この作家の一番の長所はバラエティに富んだアイディア。
蝸牛の道筋という突飛な発想(「赤いペンキを買った女」)
股の下から世間を覗く変態趣味(「股から覗く」)
猟銃音の錯覚(「杭を打つ音」)
聴覚を視覚に変換する科学の奇蹟(「影に聴く瞳」)
コンゲーム(「慈善家名簿」)
花嫁の処女を奪いに来る満洲版大江山酒呑童子(「紅鬼」)
法廷劇、理化学トリック、ミス・ディレクションと八面六臂の多様な探偵小説を読ませてくれる。小説は全22篇を収録。
常にトリッキーなものを書こうとしている姿勢は大いに評価してよい。だが「骨」で密室殺人を狙うもややスベっていたり、構成力が足りておらず作品を織り成す要素が渾然一体になっていなかったり、結末から見て一篇の全体像が明確でなかったりする欠点もある。良い発想に少しだけ筆力が足りていないというか。本書収録作のうち最も長い中篇「蝕春鬼」がスリラーになってしまった点といい、長篇がない(書けなかった?)のもこの辺に要因があるかもしれない。

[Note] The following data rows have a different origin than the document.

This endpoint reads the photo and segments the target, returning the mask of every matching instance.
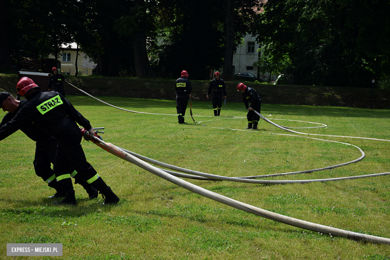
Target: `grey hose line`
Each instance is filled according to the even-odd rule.
[[[309,127],[309,128],[291,128],[291,127],[288,127],[288,126],[282,126],[282,128],[288,128],[288,129],[291,129],[291,128],[295,128],[295,129],[296,129],[296,128],[299,128],[299,129],[305,128],[306,129],[306,128],[326,128],[326,127],[328,126],[326,126],[324,124],[315,123],[314,122],[305,122],[305,121],[300,121],[300,120],[290,120],[290,119],[278,119],[278,118],[268,118],[268,120],[286,120],[287,121],[294,121],[294,122],[305,122],[305,123],[314,124],[322,124],[322,126],[312,126],[312,127]]]
[[[147,112],[139,112],[138,111],[132,111],[132,110],[128,110],[126,109],[122,108],[118,108],[118,106],[113,106],[113,105],[112,105],[111,104],[107,103],[106,102],[104,102],[104,101],[103,101],[102,100],[100,100],[100,99],[98,99],[98,98],[95,98],[93,96],[92,96],[92,95],[91,95],[90,94],[88,94],[88,93],[87,93],[85,91],[83,90],[80,90],[80,88],[78,88],[78,87],[76,87],[74,85],[73,85],[72,84],[70,84],[68,81],[66,81],[66,82],[68,84],[70,85],[71,86],[73,86],[74,88],[77,88],[78,90],[80,90],[82,93],[84,93],[86,95],[90,96],[92,98],[94,98],[94,99],[97,100],[98,101],[100,101],[100,102],[102,102],[102,103],[103,103],[104,104],[106,104],[108,106],[112,106],[112,108],[114,108],[120,110],[122,110],[124,111],[127,111],[128,112],[131,112],[132,113],[136,113],[136,114],[160,114],[162,116],[177,116],[177,114],[156,114],[156,113],[148,113]],[[207,118],[212,118],[212,117],[214,117],[213,116],[202,116],[202,117],[207,117]],[[242,116],[230,116],[230,117],[231,117],[231,118],[243,118]]]
[[[294,136],[294,135],[290,135],[287,134],[288,136],[297,136],[297,137],[302,137],[304,138],[308,138],[310,139],[314,139],[316,140],[325,140],[326,142],[338,142],[340,144],[348,144],[349,146],[352,146],[354,147],[356,147],[358,148],[359,150],[359,151],[362,154],[362,156],[358,158],[358,159],[356,159],[354,160],[353,160],[350,162],[344,162],[343,164],[340,164],[332,166],[329,166],[327,167],[324,167],[322,168],[319,168],[317,169],[313,169],[313,170],[302,170],[300,172],[285,172],[285,173],[282,173],[282,174],[267,174],[267,175],[262,175],[262,176],[244,176],[244,177],[226,177],[224,176],[218,176],[218,175],[214,175],[214,174],[206,174],[205,172],[198,172],[196,170],[190,170],[188,169],[186,169],[184,168],[182,168],[181,167],[178,167],[177,166],[172,166],[171,164],[164,164],[164,162],[158,162],[158,160],[154,160],[152,159],[151,159],[150,158],[148,158],[147,157],[141,156],[140,154],[136,154],[135,152],[133,152],[130,151],[128,151],[127,150],[126,150],[122,148],[120,148],[120,149],[122,149],[124,151],[126,152],[128,152],[129,154],[135,156],[136,157],[144,160],[145,162],[162,166],[164,167],[164,168],[167,168],[168,169],[171,169],[175,170],[177,170],[178,172],[185,172],[186,174],[193,174],[197,176],[202,176],[203,177],[208,178],[214,178],[216,180],[229,180],[231,182],[244,182],[244,183],[254,183],[254,184],[284,184],[286,183],[308,183],[308,182],[326,182],[326,180],[345,180],[344,178],[332,178],[330,179],[321,179],[320,180],[292,180],[291,182],[289,182],[287,180],[249,180],[250,179],[252,178],[266,178],[266,177],[270,177],[272,176],[282,176],[282,175],[288,175],[288,174],[302,174],[302,173],[308,173],[308,172],[318,172],[320,170],[329,170],[332,169],[333,168],[336,168],[336,167],[340,167],[341,166],[344,166],[350,164],[352,164],[354,162],[359,162],[361,160],[362,160],[363,158],[366,157],[366,154],[364,152],[360,149],[359,147],[354,146],[354,144],[347,144],[344,142],[342,142],[336,141],[332,141],[330,140],[324,140],[323,139],[318,139],[316,138],[310,138],[308,136]],[[370,176],[369,175],[366,175],[366,176]],[[349,178],[350,177],[346,177],[346,178]],[[352,178],[352,178],[352,177],[350,177]],[[362,178],[362,177],[360,177]],[[241,179],[241,180],[240,180]]]
[[[172,176],[163,170],[154,167],[146,162],[138,159],[136,156],[126,152],[118,147],[109,143],[106,143],[104,141],[94,138],[96,140],[95,143],[104,150],[110,154],[119,157],[125,160],[132,162],[148,172],[160,177],[164,180],[168,180],[176,185],[180,186],[186,190],[195,192],[202,196],[208,198],[216,202],[225,204],[226,205],[241,210],[246,212],[254,214],[262,218],[268,218],[281,223],[289,224],[302,228],[320,232],[323,234],[330,234],[332,236],[343,236],[349,238],[356,239],[366,242],[370,242],[375,243],[384,244],[390,244],[390,239],[380,236],[368,235],[356,232],[352,232],[335,228],[327,226],[320,224],[308,222],[294,218],[281,215],[256,208],[248,204],[236,200],[234,200],[218,194],[214,192],[208,190],[203,188],[196,185],[193,184],[188,182],[181,180],[177,177]]]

シリーズ・キャラクター/花堂琢磨弁護士が最初はイヤミな面を見せるも、登場が進む毎に生真面目になっていくのも賛否あるだろう。葛山二郎は本格に近いポジションにいただけに、昭和10年以降進化できず戦後もう一花咲かせることも無いままフェイド・アウトしてしまったのは誠に残念。良い探偵小説を書くという事は本当に難しい。
いつもこの叢書は解題を読むのも楽しみなのだが、今回は鮎川哲也・権田萬治ら先人の引用が多く、新しい論評が少なくて物足りなかった。葛山自身が己を語るエッセイもないし、彼に関する情報がそれだけ少ないということか。
(銀) 十代の終り頃「赤いペンキを買った女」を初めて読んだ時「こんな事、よく考えついたもんだなア」と素直に感心した。海外の作品でもここまで奇妙な(それでいて我々読者にも身近といえる)アイディアを考案した例はあまり思いつかない。2020年7月22時の記事で紹介した瀬下耽と並んで、戦前探偵小説を彩ってくれた功績は称えられるべき。
「股から覗く」はタイトルまんまの奇妙な味が売りの怪作。この作品を未読の友達(女性)に「痴漢の話なんでしょ? 文字どおりのヘンタイな変格ものなんでしょ?」と真面目な顔で訊かれたことがある。ヘンタイ変格という部分は合ってるかもしれんが「股から覗く」は決して痴漢の話じゃありませんから。